Elementary particles or units are logically general. What this means is that they are poor in property, that is, qualitatively poor. Consider Aristotle's logical categories - the ten genera. Substance; Quantity; Quality; Relation; When; Where; Action; Passion; Posture; Habit. These ten genera are logically general. In the extra-mental world there are particular substances of very specific kinds. There is no pure substance in reality that is as general and unspecified as the logical category. Genera are in the mind. As general, the genus substance is unspecified (non-specific), that is, having no specific determination, such as living, non-living compound, plant, animal, human, etc. Even "animal" is logically general - less general than substance, but general nonetheless. "Animal" as a genus is open to more specific determination (species/specification), such as "winged", "aquatic", or "rational".
The real world is rich in specification, that is, rich in various species of animal, various kinds of substances, various kinds of quantity, qualities, places (France, England, Southeast Asia) and times, etc.
Electrons and other elementary particles are real and not simply logical (although the neutrino is said to have zero mass, some say merely a point without dimension, reminiscent of Pythagoras of old, but these examples only help our case).
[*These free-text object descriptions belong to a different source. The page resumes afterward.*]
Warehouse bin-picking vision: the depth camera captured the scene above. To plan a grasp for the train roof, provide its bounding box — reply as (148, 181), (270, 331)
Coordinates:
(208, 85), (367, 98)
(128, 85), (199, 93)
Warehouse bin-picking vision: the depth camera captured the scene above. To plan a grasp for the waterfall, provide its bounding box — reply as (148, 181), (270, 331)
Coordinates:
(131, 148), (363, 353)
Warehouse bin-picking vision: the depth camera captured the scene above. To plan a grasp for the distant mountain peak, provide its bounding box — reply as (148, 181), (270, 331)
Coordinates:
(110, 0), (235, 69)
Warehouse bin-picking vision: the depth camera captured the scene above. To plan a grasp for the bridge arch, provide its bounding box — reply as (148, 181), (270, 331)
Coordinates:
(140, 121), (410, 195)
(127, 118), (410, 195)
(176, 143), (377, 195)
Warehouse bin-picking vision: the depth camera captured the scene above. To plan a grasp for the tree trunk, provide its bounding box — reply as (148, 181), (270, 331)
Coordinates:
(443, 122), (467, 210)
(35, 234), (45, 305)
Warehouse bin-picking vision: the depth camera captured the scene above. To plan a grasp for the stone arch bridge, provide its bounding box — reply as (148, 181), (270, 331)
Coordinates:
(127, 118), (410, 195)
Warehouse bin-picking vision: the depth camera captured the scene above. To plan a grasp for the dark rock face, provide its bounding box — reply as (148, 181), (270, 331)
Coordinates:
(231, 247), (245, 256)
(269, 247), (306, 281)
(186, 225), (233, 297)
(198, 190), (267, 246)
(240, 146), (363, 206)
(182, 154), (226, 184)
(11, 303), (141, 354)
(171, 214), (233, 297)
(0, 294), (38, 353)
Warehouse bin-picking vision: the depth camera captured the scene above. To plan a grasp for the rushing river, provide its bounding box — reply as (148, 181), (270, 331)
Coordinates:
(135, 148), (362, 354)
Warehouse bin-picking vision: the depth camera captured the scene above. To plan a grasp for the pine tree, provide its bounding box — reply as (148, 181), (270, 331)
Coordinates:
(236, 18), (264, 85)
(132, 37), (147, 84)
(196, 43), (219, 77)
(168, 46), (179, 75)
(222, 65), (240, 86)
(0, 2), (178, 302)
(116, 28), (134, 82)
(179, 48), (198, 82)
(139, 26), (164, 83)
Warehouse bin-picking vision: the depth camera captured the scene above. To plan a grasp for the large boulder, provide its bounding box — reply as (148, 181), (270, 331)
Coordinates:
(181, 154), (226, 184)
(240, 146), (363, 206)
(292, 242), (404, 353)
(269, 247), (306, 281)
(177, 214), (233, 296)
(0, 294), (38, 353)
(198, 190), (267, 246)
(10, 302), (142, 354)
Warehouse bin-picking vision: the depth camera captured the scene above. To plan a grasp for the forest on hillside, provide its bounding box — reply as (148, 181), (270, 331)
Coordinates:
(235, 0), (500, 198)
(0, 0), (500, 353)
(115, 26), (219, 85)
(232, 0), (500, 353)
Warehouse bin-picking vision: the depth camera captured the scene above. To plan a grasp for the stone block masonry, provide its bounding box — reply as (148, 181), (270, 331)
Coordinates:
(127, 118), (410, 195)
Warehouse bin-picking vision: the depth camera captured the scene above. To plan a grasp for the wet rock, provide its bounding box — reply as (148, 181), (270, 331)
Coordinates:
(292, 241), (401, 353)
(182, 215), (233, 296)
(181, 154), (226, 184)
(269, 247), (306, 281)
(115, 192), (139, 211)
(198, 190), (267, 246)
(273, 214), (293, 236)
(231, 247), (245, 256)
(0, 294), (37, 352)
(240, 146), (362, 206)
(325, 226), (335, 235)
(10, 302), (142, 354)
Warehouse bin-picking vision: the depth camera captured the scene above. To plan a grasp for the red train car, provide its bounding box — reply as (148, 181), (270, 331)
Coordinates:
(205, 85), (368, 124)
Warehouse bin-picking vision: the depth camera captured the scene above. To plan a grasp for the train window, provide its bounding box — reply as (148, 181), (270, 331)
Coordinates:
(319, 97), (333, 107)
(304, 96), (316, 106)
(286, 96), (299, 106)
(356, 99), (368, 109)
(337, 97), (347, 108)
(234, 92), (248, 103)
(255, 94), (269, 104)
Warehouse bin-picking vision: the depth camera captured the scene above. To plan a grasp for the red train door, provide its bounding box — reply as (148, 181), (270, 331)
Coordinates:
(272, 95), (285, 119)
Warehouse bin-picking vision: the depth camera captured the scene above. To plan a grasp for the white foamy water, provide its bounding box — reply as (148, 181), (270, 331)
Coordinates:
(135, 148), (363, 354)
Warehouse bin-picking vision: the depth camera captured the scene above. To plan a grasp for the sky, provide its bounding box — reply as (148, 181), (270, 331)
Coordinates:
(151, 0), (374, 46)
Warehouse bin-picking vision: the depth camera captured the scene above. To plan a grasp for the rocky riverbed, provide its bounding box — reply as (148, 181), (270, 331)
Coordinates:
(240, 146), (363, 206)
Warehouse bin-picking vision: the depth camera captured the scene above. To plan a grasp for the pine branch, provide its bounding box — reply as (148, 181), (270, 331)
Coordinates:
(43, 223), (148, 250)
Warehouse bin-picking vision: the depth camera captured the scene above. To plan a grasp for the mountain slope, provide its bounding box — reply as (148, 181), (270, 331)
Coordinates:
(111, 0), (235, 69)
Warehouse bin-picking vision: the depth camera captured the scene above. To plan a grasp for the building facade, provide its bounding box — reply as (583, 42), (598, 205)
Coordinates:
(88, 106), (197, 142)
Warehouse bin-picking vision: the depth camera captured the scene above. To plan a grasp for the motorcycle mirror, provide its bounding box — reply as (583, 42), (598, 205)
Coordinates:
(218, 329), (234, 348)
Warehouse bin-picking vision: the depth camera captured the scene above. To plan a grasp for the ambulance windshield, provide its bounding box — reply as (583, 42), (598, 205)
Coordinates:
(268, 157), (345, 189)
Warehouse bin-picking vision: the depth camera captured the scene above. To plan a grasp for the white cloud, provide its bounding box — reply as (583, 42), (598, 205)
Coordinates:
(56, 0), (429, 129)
But electrons and other subatomic units are general like the logical categories in that they are poor in property and await specification or determination. Some of the latest elementary particles to be discovered disintegrate almost instantaneously. Their interactions with one another are not all different. Their interactions, at this point, seem to be of four kinds (nuclear force, electrical interactions, the beta-decay interaction, and gravity). Elementary particles are indeterminate. They are more passive than active. They do not tend to exist independently in nature; rather they tend towards a qualitative context (an atom, for instance). They are almost totally inert and determined from without.
The electron acts in a multiplicity of ways because there are a multiplicity of different non-inertial factors in the world, that is, natures or essences. The electron's almost total inertia does not allow it to differentiate itself to account for this multiplicity and rich heterogeneity. Adding generalities does not lead to specifics. Adding indeterminacies does not lead to determinacy. Adding the genus animal over and over again does not give us winged creature or rational animal, and neither does the mere summation of subatomic units give us the rich and heterogeneous world in which we live.
And so no matter how the
quantum
reality question is answered, there are no philosophical conclusions
that
can be drawn therefrom. Those who maintain that the electron is not a
determinate
particle between measurements, but is rather a mere tendency towards
something,
a possibility less real than an actuality, in fact help the thesis we
are
proposing. They certainly are less real, that is, more potential or
indeterminate
than the atom in which it finds itself. The atom in which it exists
determines
its behavior. Likewise, the hydrogen atom is potentially present in a
water
molecule (less real than the water molecule), and not actually present,
just as the water molecule is virtually present (not actually present)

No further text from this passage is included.